Navegar contra el viento. O las perspectivas de América Latina en la era de la información

Authors

  • Fernando Calderón Universidad Nacional de San Martín

Abstract

This paper is a synthesis of the main trends found in a research on multiculturalism, development and politics. Eleven national studies were conducted, besides sharing and discussing a cognitive map of the problem; four research issues were promoted, all of them closely linked both by the capacity of action of development actors and by the particular historical processes of each country. The dynamics of economic development and its relationship with human development were studied, and both types of development were linked with techno-informational and cultural changes experienced by each country. It is also assumed that the strength of the various political orientations and socio-cultural conflicts in each one of them organized their development models. The study did not reach all Latin American and Caribbean cases that warrant such a claim, but moved toward a relatively representative picture, certainly incomplete. Also it must be taken into account that processes are nationally different and that an accurate understanding needs to refer to the case studies. It is a diverse national reality that nevertheless shares a number of problems, challenges and common options.
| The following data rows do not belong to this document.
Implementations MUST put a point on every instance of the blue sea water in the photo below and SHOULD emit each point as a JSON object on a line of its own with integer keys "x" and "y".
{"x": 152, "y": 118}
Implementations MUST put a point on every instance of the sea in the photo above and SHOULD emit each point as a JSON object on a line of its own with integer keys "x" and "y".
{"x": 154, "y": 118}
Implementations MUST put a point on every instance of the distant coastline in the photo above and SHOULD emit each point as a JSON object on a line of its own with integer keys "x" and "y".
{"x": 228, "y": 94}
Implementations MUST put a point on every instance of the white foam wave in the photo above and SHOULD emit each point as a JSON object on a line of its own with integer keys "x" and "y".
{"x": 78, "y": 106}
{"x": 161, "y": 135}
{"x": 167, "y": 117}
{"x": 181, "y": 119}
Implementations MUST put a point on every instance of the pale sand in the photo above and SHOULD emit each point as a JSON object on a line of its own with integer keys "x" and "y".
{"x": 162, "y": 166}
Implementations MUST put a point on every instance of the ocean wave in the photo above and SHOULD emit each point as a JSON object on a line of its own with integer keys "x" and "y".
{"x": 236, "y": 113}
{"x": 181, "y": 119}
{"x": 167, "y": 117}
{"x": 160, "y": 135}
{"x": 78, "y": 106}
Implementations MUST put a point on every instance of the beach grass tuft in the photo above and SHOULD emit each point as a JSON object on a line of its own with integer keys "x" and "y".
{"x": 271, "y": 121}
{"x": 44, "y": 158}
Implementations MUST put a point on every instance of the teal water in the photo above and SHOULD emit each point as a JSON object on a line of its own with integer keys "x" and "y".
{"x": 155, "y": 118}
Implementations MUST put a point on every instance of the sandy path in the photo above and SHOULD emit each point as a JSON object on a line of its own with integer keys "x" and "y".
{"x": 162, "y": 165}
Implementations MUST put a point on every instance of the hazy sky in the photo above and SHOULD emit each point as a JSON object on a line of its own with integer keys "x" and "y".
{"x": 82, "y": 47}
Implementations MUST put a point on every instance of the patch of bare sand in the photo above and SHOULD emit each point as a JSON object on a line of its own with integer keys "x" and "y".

There are three issues combined in this study: the central role of social conflict and power in human development, the conditioning character of informational development and the central role played in them by the cultural idea of a dignified life. The dignified life was interpreted as the indivisibility of human rights and as the foundation of freedom and justice and consequently of human development. The dignity underlies the very idea of real freedom. It would be a sustenance of life values, therefore of intercultural sustainability of development.